This project aims to analyse global trades by commodities and countries. The dataset for this project can be found here: Global Commodity Trade Statistics
- Download the dataset from kaggle and save it in 'data' as 'commodity_trade_statistics_data.csv'.
- Install the python libraries in the requirements.txt.
I used Flask, Dash and Plotly to visualize the data. The project is composed of three pages. Being that, the main page is rendered by Flask and the other two by Dash, having the Plotly graphs inside.
From this page we have access to two other pages, one having data visualization regarding the commmodities, and another one, concerning the countries.
In this page, we have two plots and one table. In the bottom, there are two buttons that allow to swith page.
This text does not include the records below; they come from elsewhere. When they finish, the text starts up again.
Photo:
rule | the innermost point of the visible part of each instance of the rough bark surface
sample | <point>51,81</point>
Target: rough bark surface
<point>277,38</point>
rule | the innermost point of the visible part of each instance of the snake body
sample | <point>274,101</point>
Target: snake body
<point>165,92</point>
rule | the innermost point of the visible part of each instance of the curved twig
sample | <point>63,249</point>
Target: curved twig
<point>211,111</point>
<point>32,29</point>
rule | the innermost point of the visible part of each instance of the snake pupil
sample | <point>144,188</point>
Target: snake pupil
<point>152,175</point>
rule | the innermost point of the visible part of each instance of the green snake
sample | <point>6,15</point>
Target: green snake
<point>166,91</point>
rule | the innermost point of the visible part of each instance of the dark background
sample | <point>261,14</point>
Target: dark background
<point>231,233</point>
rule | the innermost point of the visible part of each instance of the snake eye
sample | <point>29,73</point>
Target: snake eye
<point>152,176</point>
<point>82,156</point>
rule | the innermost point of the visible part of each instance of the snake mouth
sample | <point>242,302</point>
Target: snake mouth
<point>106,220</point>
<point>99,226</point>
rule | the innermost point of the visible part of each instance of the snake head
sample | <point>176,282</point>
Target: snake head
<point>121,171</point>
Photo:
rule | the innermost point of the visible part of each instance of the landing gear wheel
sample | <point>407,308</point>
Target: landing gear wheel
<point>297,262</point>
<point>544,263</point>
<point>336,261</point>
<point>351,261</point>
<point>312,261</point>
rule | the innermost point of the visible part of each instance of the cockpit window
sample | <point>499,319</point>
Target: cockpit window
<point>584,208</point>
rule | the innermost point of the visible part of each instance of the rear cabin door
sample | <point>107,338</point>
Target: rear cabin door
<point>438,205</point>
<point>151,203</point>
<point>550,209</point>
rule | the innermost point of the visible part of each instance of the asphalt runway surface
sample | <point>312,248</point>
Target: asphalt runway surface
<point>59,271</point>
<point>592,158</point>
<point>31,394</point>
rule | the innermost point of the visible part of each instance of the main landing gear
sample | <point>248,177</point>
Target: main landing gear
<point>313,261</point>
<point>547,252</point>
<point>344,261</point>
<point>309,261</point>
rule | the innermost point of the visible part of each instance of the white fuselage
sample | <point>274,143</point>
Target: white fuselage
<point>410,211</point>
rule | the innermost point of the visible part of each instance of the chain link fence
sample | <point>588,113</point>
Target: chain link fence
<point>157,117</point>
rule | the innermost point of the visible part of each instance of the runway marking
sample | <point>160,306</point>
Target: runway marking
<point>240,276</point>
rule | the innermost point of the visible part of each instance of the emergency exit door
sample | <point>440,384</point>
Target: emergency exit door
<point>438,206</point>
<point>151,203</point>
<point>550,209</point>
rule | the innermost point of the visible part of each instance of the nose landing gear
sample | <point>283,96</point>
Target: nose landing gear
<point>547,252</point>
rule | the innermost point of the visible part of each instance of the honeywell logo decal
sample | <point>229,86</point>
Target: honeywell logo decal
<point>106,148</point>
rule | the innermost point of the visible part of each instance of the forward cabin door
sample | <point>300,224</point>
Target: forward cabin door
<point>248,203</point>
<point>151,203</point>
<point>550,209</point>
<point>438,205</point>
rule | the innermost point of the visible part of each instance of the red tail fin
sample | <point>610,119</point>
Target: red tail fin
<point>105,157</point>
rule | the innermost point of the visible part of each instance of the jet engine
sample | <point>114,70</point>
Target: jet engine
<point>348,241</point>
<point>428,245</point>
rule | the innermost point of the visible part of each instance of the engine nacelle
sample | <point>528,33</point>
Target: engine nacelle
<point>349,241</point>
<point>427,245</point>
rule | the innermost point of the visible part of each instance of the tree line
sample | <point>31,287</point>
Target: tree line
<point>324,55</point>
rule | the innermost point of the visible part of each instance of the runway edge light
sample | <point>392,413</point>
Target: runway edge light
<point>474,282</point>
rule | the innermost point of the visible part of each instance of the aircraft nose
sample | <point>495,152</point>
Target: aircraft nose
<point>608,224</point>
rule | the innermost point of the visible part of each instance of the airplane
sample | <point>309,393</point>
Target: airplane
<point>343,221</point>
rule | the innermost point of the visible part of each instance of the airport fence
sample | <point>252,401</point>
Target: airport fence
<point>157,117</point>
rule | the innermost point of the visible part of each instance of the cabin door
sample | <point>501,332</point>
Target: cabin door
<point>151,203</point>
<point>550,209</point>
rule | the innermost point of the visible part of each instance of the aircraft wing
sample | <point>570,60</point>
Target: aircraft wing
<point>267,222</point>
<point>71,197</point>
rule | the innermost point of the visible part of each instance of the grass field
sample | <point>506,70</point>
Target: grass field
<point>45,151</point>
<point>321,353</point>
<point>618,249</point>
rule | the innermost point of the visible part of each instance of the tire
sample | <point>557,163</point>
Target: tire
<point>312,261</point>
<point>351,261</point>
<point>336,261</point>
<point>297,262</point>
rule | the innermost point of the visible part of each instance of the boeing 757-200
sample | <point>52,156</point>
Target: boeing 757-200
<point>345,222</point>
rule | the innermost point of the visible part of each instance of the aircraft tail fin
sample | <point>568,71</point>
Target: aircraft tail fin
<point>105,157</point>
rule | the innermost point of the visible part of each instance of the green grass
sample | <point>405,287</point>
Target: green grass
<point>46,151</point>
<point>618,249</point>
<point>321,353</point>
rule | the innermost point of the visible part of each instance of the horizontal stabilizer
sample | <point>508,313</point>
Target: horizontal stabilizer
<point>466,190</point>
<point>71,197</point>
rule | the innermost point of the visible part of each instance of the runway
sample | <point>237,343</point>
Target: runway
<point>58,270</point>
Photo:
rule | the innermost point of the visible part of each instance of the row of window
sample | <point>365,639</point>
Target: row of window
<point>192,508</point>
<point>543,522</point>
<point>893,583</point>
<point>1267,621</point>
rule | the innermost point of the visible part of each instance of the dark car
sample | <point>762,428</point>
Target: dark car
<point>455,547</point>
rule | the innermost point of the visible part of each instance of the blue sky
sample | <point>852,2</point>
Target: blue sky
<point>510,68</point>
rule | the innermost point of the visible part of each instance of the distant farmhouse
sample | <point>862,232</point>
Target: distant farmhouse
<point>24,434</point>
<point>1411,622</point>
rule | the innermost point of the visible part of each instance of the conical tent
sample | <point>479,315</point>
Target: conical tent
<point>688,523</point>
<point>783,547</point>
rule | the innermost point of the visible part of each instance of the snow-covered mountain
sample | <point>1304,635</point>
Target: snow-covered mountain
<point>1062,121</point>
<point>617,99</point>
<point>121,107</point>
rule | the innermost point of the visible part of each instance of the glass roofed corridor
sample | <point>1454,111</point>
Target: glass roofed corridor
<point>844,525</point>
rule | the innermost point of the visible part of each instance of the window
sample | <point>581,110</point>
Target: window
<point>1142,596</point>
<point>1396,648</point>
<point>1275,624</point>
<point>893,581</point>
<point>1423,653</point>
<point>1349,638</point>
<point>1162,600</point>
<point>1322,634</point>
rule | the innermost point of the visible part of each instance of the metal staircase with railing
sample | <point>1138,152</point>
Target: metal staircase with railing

The bar plot shows the total trades in USD per category of commodity along the years. It takes two inputs, the years' range and the flow (import, export, etc...). For the first input, I used a slider, to get the range, and for the flows I used a dropdown menu. Just next to the bar plot, we can see a table that was built using bootstrap components (dash_bootstrap_components).
The line plot shows the total trades in USD per year, and displays different traces for each category. This plot allows to see the evolution of the trades along the years. It only takes the flow as the input, which is rendered using a dropdown menu.
In this page, we have a pie plot and a scatter plot (aka bubble plot).
The pie plot shows the trades per category (commodities) by country . It allows to choose from the 50 countries that have the most trades. These countries are displayed in a dropdown menu. The other input (flow), is represented using a checklist. Finally it takes also the year range as input (displayed using a slider), in total it accepts 3 inputs.
This scatter plot can be a little confusing. It displays the trades per European Countries, and the size of the markers represent the weight (in Kg) of the produts from the category. It takes the year and the flow as input. The first using a dropdown menu, and the second the checklist.
The dataset is huge, therefore the options for data visualization are numerous. For example, it gets difficult to display all the commodities, either as input or output. So I decided to work with categories instead. But, it would be interesting to tackle more precise information, for example by taking certain commodities or countries. This could allow to implement other types of plots, such as cloropleth graphs. It also lacks of more statistical information, a boxplot or a heatmap could be interesting options to add in the future.